More than a dozen felines are currently designated as potential “houseplant cats,” but the shelter has no shortage of shy kitties, Maddie Bernstein, PSPCA’s manager of lifesaving, told WHYY News.
Shy and timid kitties don’t always get the attention they deserve when potential adopters visit shelters and hopefully this program will give them the attention they deserve and help them find furever homes. Paws up to the PSPCA and the Urban Jungle!
Last Friday night, a bold feline dared to go where few of its comrades have trod before — and made himself famous in the process as he shot across a Major League Baseball field mid-game and captured the hearts of feline lovers across the country.
This cat is one of many who are called “the cats of Coors Field” and who keep the mice at bay. These cats have quite a few fans and have their own paparazzi. This colony has lived here for decades before the filed was ever built. They are shy and don’t like to mingle with the humans who come to watch the games.
The employees at Coors Field are as reticent about their feline residents as the felines are shy. There is one cat who does make frequent appearances and he’s been dubbed the Coors Field Cat (he isn’t the feline who disrupted the Friday game). He is spotted often enough to earn himself his own Twitter account.
Now that the cats have become so famous, a local TNR (Trap, Neuter, Release) program is preparing to trap as many of the felines they can to neuter or spay them and then return them to their purrsonal baseball field.
As you all know by now, I am living feline proof that cats can enjoy movies. And there are some enlightened folks at the Mansfield Drive In who understand this too. For the first time since the mid-1990s, the three-screen drive-in complex is letting people bring their furry family members with them.
The drive-in owners said that well-behaved dogs and cats, with well-behaved owners, are welcome at movie screenings. Animals must be kept in cars or on leashes in their owner’s parking spots and owners must clean up after their pets. (Now that’s just too bad, I would love to run up and swat a gigantic bird on the big screen!)
Dogs were allowed at the drive-in in the ’90s but that was discontinued largely because people failed to clean up after their dogs. Hmph, it’s always the barkies that ruin a good thing.

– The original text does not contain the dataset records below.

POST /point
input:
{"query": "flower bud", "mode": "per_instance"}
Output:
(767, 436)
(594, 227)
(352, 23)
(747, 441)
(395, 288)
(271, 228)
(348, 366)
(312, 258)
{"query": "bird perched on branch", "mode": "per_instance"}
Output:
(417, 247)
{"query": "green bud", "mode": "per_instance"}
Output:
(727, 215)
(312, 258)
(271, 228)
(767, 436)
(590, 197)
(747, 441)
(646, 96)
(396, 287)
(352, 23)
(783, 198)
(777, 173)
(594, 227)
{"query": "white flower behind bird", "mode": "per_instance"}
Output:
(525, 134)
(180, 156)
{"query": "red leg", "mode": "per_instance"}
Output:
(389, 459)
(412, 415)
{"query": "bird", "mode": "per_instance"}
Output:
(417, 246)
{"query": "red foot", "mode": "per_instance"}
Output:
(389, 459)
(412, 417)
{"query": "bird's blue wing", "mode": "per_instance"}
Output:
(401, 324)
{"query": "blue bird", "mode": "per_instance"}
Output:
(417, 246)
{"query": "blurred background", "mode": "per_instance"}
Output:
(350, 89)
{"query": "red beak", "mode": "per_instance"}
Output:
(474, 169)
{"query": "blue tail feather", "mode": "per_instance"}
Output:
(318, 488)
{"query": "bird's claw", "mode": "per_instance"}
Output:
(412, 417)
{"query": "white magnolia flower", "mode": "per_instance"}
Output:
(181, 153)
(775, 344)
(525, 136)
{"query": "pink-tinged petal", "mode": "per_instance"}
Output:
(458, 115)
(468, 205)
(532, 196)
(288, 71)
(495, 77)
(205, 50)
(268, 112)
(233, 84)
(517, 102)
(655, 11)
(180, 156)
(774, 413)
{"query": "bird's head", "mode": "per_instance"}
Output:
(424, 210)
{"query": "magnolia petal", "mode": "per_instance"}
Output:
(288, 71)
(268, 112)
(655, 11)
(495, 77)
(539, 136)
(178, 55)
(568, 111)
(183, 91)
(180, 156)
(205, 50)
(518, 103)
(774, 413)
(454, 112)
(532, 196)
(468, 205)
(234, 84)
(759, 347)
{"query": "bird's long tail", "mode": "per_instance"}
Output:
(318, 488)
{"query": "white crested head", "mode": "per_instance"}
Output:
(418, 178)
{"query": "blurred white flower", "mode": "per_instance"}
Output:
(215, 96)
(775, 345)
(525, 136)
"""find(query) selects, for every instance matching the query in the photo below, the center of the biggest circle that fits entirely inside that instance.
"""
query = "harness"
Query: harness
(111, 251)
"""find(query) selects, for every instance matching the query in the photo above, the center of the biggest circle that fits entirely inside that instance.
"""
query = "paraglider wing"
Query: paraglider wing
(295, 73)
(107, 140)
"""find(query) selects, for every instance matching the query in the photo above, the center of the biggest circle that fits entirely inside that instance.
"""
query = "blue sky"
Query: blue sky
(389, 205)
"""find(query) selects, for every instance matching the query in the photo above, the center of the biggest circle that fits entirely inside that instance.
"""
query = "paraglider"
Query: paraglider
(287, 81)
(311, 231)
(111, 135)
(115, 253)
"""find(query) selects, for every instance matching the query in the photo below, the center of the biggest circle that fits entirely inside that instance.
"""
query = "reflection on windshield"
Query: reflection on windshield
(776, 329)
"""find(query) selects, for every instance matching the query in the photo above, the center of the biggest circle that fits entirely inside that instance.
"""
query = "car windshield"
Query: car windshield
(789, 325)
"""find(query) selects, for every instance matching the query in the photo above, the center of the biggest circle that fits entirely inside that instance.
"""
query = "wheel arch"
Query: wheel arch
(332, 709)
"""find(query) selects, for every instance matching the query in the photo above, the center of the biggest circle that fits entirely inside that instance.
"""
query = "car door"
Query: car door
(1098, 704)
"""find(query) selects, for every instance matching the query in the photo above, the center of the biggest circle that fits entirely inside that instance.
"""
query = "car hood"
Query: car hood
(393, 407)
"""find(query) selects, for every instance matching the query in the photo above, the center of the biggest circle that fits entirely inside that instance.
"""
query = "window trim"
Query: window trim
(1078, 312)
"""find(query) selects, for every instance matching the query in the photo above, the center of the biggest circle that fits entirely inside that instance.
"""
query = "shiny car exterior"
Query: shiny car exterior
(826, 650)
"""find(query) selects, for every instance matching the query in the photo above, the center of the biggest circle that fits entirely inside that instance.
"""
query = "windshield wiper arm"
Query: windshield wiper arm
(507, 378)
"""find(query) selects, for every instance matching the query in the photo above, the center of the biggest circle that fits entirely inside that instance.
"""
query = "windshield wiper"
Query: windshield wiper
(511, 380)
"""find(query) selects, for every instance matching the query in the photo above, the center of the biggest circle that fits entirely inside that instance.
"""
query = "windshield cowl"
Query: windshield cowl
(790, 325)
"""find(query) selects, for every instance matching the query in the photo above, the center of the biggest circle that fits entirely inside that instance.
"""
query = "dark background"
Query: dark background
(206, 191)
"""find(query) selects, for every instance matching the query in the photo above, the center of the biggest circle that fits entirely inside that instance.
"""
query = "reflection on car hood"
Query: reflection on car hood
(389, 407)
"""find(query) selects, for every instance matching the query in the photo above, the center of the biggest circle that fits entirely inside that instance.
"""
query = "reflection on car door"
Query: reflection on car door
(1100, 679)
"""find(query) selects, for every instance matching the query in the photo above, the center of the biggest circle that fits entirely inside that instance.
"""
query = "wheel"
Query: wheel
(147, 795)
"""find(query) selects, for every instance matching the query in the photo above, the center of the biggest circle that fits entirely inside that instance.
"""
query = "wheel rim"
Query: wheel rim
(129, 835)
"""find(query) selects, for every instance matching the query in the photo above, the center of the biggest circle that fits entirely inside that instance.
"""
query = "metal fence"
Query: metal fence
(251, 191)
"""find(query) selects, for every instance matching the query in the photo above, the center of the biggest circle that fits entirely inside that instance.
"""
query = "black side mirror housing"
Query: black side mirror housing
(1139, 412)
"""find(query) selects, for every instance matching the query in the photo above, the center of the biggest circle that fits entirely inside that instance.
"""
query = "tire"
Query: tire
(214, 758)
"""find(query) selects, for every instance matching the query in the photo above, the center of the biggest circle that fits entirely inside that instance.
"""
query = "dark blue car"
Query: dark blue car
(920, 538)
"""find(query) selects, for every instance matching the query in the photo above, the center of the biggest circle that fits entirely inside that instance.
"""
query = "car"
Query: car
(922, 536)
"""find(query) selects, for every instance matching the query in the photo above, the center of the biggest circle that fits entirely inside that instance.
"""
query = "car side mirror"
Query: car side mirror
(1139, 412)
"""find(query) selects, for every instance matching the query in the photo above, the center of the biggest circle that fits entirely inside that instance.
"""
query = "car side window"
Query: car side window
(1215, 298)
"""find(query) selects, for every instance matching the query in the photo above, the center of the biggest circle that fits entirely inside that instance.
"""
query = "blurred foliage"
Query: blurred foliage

Pet owners will be given a pet treat and a waste bag upon entering the drive-in. Extra waste bags can be found free at the snack bar or delivered to cars with a snack bar delivery order, which can be done through the app Noble Bar.
Now if they restricted their furry clientele to felines only, they wouldn’t have to spend all that money on waste bags since our staff can just bring our litter box along.
Animal admission is free with human admission. The owners are designating a local shelter every week to receive donations and they are hoping people will give a donation
This weekend’s movies are “Godzilla vs. Kong,” “Joker” and “Sonic the Hedgehog” . I think I’d pick the hedgehog one and would also suggest Stuart Little, an American Tail and Ratatouille.